QUESTION 10 (Indexicalité, et objet de la discipline ethnologique)

On ne trouve  point de statistiques dans les extraits qui ont été cités plus haut, en provenance des "Chroniques des Guayaqui" de pierre Clastres (question 4, question 3). Or il est de fait que le reste de l'ouvrage n'en contient guère non plus. Point de dénombrement d'indiens, d'évaluation de revenu
point par tète. Point de décompte global sur une semaine, un mois, une année, des animaux ramenés de la chasse, ou bien de fruits cueillis dans la forêt. Point de bilan de fabrication des paniers issus de l'artisanat indien guayaki. Point de quantité d'arcs et de quantité de flèches. Point de statistique de mariages, de divorces, de suicides. Lorsqu'il y a des choses semblables, Clastres n'a donc pas le réflexe de les additionner. Mais il s'étend beaucoup sur les différences : Aché qui ne sont plus des Aché ; nourritures qui ne sont pas des nourritures ; causalités qui ne sont pas des causalités. Ses sujets sont donc des paradoxes du type "X =/= X"
 

On demande:

1) de dire si votre expérience de lecture d'écrits ethnologiques en général recoupe l'observation faite ci-dessus : pratiquement point de statistiques, mais beaucoup de constats de différences et beaucoup d'exotismes paradoxaux ;

2) d'en déduire que l'indexicalité pourrait servir de base à une définition du champ de l 'ethnologie ; de montrer qu'un avantage d'une telle présentation de la discipline serait d'exclure d'emblée la prise en considération de "faits sociaux", tout en assignant clairement un champ à l'ethnologie du quotidien" ; et en fixant des impératifs de méthode.
 

REPONSE à la question 10

1) Il est de fait que la littérature occidentale est très pauvre en évaluation quantitatives et très riche en descriptions de comportements exotiques paradoxaux ; ces derniers étant présentés à travers des éclairages qui les font apparaître comme à la fois semblables à et différents de ceux de notre civilisation, donc comme de type "X == X".
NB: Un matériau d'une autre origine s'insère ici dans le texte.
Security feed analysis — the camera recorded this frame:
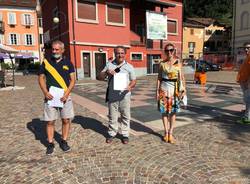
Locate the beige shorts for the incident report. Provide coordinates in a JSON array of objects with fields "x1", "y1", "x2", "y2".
[{"x1": 42, "y1": 97, "x2": 74, "y2": 121}]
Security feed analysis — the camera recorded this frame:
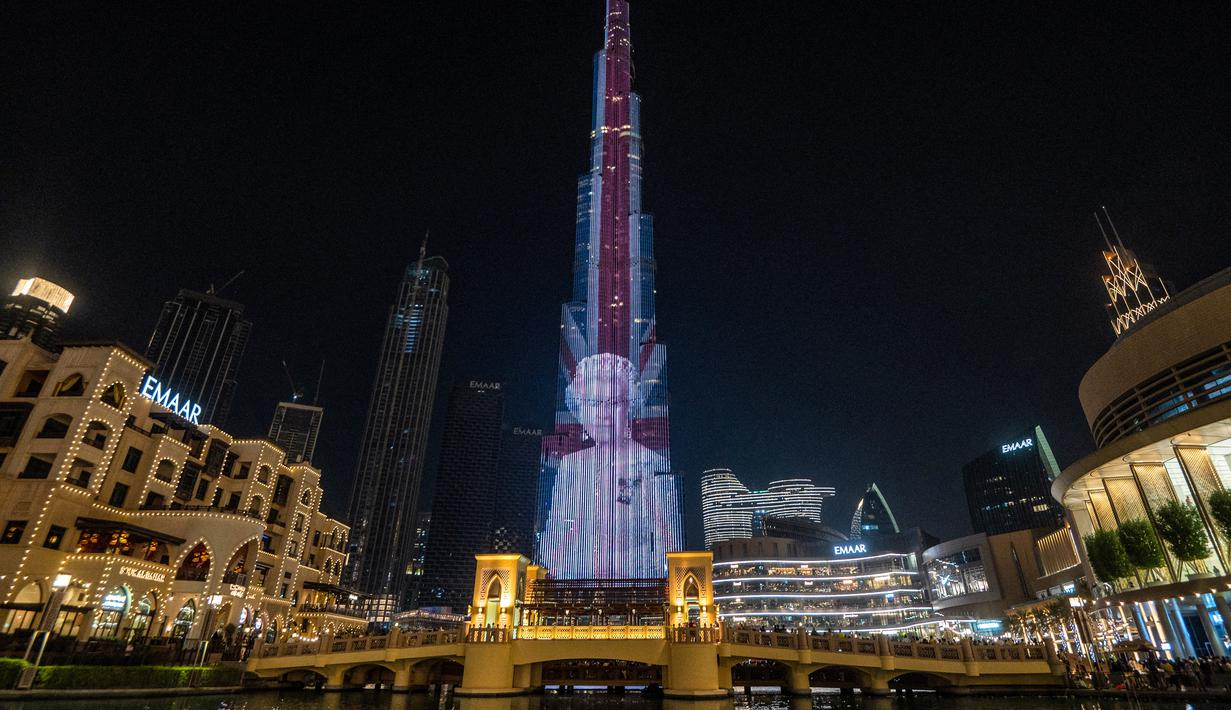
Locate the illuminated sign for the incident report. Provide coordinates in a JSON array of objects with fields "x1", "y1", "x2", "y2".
[
  {"x1": 119, "y1": 565, "x2": 166, "y2": 582},
  {"x1": 98, "y1": 591, "x2": 128, "y2": 612},
  {"x1": 142, "y1": 375, "x2": 201, "y2": 425}
]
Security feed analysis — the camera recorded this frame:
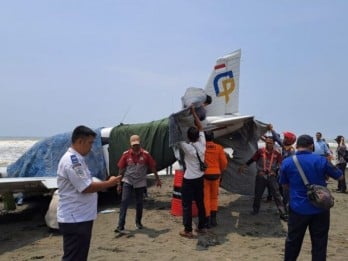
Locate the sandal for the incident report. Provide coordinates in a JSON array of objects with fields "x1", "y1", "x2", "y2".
[{"x1": 179, "y1": 230, "x2": 193, "y2": 238}]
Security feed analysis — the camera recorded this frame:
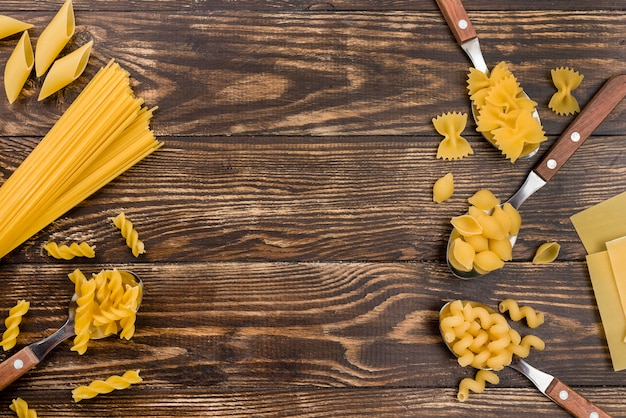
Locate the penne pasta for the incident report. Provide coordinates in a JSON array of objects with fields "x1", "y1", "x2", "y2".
[
  {"x1": 35, "y1": 0, "x2": 76, "y2": 77},
  {"x1": 4, "y1": 31, "x2": 35, "y2": 103},
  {"x1": 37, "y1": 41, "x2": 93, "y2": 100},
  {"x1": 0, "y1": 15, "x2": 33, "y2": 39}
]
2) La prise en compte d'effets d'indexicalité joue donc en ethnologie un rôle essentiel. L'indexicalité pourrait-elle donc servir de base à une définition de l'ethnologie et de son champ ? Nous pensons pour notre part qu'il s'agit non seulement d'une option possible, mais de la meilleure que l'on puisse actuellement proposer.

Cette définition devrait faire intervenir le concept intermédiaire d' "accountabilité", déjà évoqué dans la question 8. Le travail de l'ethnologue consisterai. principalement à produire des

            Ai,m(Aj,n (U))

c'est à dire des "racontabilités" de "racontabilités" de l'Univers.

Dans les exemples de la question 9, on avait pu voir Pierre Clastres aller en effet bien au-delà de simples descriptions factuelles. La question n'était pas seulement de rendre compte de repas cannibales, mais de raconter la "racontabilité" du cannibalisme, en ternes d'investigations effectuées "du dedans", c'est à dire en termes de bonne morale cannibale et de civilités cannibales puériles et honnêtes. Autrement dit donc en termes de :

        Ai,m (Aj,n (U)).

ce formalisme pourrait également servir à définir les tâches de l'ethnologie de l'imaginaire, et bien entendu celles aussi de l'ethnologie du quotidien.